4. Engage with Nature.

When you share your living spaces with plants, you bring the beautiful and diverse outside world into your home. You can engage with the glories of nature on a personal level in every room. Plants help remind you of different eco-systems on earth. And thanks to the adaptability of houseplants, you can recreate those environments. In fact, you can create plant groupings that remind you memorable trips and locations: a bowl of cacti or an earth star in gravel evokes a desert landscape, a terrarium of ferns and mosses recalls the soft verdant floor of a forest in the Pacific Northwest, and a hanging tangle of pothos or philodendron feels like a jungle hike in Costa Rica.

Mindfulness exercise:

Research where your plant comes from (for example, Norfolk Island Pines are originally from the Norfolk Island, a small island 900 miles east of Brisbane, Australia). Reflect on the journey this plant species has made to share the indoor spaces of your home.

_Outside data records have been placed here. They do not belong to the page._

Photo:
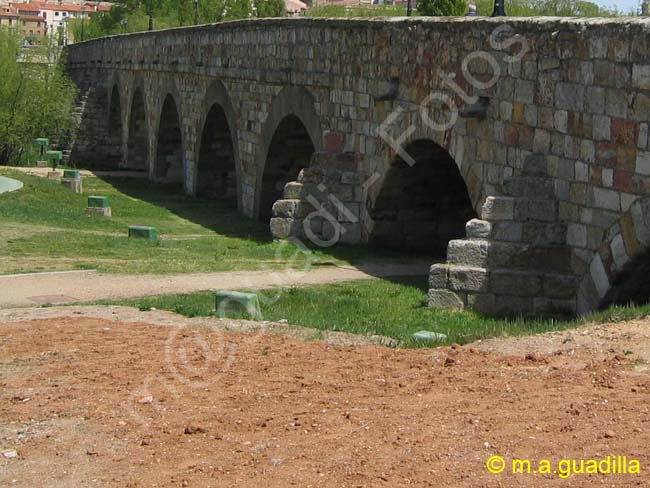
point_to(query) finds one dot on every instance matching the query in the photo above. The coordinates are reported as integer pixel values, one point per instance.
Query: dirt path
(116, 403)
(84, 286)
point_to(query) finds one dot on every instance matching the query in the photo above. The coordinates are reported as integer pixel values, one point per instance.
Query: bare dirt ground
(120, 398)
(27, 290)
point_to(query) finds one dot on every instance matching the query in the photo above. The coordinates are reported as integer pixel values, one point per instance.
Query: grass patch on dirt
(45, 228)
(394, 308)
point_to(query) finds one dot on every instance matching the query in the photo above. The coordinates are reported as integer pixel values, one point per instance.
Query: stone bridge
(517, 148)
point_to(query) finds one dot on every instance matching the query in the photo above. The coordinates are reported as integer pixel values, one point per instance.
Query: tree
(36, 97)
(443, 8)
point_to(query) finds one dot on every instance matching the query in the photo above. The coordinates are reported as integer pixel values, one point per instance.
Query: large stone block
(439, 276)
(283, 228)
(465, 278)
(477, 228)
(516, 283)
(445, 299)
(498, 208)
(468, 252)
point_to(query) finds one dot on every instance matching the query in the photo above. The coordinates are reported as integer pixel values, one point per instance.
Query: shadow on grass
(222, 217)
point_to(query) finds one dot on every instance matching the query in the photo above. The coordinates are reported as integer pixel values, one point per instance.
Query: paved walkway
(84, 286)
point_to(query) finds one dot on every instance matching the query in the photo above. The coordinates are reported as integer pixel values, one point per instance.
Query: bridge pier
(514, 260)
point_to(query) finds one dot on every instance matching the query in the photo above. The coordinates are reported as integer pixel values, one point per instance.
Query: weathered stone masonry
(558, 171)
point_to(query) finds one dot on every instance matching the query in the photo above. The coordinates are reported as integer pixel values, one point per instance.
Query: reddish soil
(89, 402)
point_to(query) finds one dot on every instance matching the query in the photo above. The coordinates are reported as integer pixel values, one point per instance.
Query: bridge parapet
(569, 95)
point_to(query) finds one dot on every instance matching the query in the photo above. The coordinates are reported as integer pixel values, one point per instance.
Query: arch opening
(421, 207)
(217, 172)
(169, 153)
(114, 140)
(290, 151)
(137, 145)
(632, 283)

5. Connect with Another Living Thing.

Being mindful also means embracing relationships to other living things. Maybe you work long hours. Perhaps you travel 5 days a week. Sometimes you aren’t home long enough to own a cat or dog. Or even a goldfish. But that doesn’t mean you can’t surround yourself with life. A plant isn’t as demanding as a pet. All you must do is fulfill its basic needs (provide the right light and hydration) and you will be rewarded with a beautiful living thing. Adding plants to your living space helps you remember that you are a citizen of the world. Just one species hanging out with another species. It’s a nice feeling to walk into your home and be greeted by the spiky “welcome home” from a snake plantor a “how-was-your-day?” from amajesty palm.

Mindfulness exercise:

Relish the small acts of caring for your plant: watering, feeding, dusting leaves.

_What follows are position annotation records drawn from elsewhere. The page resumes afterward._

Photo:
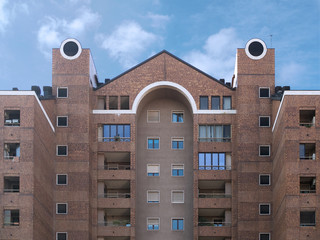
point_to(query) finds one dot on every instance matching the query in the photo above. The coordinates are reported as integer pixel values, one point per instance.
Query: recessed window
(62, 121)
(215, 102)
(264, 121)
(153, 143)
(153, 224)
(177, 224)
(62, 150)
(264, 150)
(177, 170)
(113, 102)
(153, 116)
(153, 169)
(264, 92)
(61, 208)
(204, 102)
(62, 179)
(307, 218)
(11, 184)
(177, 196)
(153, 196)
(11, 217)
(264, 179)
(264, 236)
(227, 103)
(264, 209)
(12, 117)
(124, 102)
(61, 236)
(177, 143)
(177, 116)
(62, 92)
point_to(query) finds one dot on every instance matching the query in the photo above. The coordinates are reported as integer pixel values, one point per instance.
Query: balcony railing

6. Discover Enjoyment in Doing Nothing.

In the teachings of Tao, learning wuwei, or doing nothing, is an important way to achieve a sense of balance. After you have provided everything you need to grow a plant (the right light, fertilizer when needed, water when the soil is dry, humidity if the species requires it), then everything else you do with your plant is the concept of wuwei—doing nothing but allowing the plant to exist, thrive, grow—all without your help.

Mindfulness exercise:

Take a moment every day to slow down and enjoy the moment of having a plant. Then admire your plant’s ability to carry on in the world without your constant assistance.